As another TED begins, there’s nothing more fashionable than poking holes in it. I’m going to take this year’s conference as an opportunity to share what I, Collective Next, and our clients get out of it.
TED brings to life the Albert Einstein quote that “We cannot solve our problems with the same thinking we used when we created them.” If leaders want to think differently, be innovative, and catalyze more creativity in their organizations and themselves, the first step, before anything else, is to expand your learning horizons. You can’t think at a level different from where you learn.
That’s one of the three primary reasons I still go to TED. The programming it puts on the stage is big, diverse, and provocative. It forces me to think about things I don’t normally think about. It forces me to think at a different level. If you want to be an effective leader, you always have to be learning.
What people who haven’t attend a TED might not get is that the conferences are not about the individual talks.

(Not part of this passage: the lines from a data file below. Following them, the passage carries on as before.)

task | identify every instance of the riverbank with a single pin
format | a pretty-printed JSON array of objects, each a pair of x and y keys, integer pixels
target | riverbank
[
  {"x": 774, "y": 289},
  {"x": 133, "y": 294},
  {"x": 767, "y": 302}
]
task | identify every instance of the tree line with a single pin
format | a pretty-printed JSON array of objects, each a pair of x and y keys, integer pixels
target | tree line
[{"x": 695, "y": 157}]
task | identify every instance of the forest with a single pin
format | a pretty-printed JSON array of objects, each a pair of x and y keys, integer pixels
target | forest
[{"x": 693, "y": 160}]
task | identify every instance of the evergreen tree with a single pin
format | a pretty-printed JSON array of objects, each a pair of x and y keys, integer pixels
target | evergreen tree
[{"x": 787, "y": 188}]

TED is about immersing yourself in a broad base of ideas. It’s what the novelist Milan Kundera terms the “spaces between words.” Think about it this way: When two people are talking, they don’t merely share information. Person A doesn’t say all he knows to Person B, and vice versa, and then they both have the same information. It doesn’t work that way. In real life, what Person A says usually goes a bit past Person B, Person B responds to the part of what Person A that he understands, and then what they both know is not A+B, but some C that they developed going back and forth, a C with elements of A+B but with plenty new that emerged from their interaction. TED is built that way, too. TED is a place where you can combine ideas as they fly by, letting new ideas emerge that wouldn’t have been possible without the gap between what you heard and how you responded to what you heard.
TED’s method of curation, the way it mashes things together, provides plenty of “spaces between words,” unexpected opportunities for new ideas to emerge. By the end of the week, you gain a deeper level of connection that only comes between things, not within things. Am I ever going to directly apply knowledge from individual talks in my work? Probably not. Will I make use of these new ways of understanding? Definitely. TED equips me to serve as a better facilitator of change inside client organizations. TED lets me help clients focus not only on the value of the one thing they’re creating right now, but the value between the many things they are creating.
Third, in TED I’ve found a likeminded community of thinkers. At TED or anywhere else, people should put themselves in positions where they’re learning more broadly, forced to be deeply immersed in a broad base of things, which is ultimately the foundation of invention, innovation, and creativity.
TED is its own form. It’s not a presentation, not a lecture. Don’t take in a TED talk as a substitute for education. Its goal is to catalyze, not educate. It wants to provoke thought and curiosity. It doesn’t answer all of my questions, but it sure begins the process of helping me figure out which questions are worth pursuing. And that’s why I’m happy to be in Vancouver this week for TED.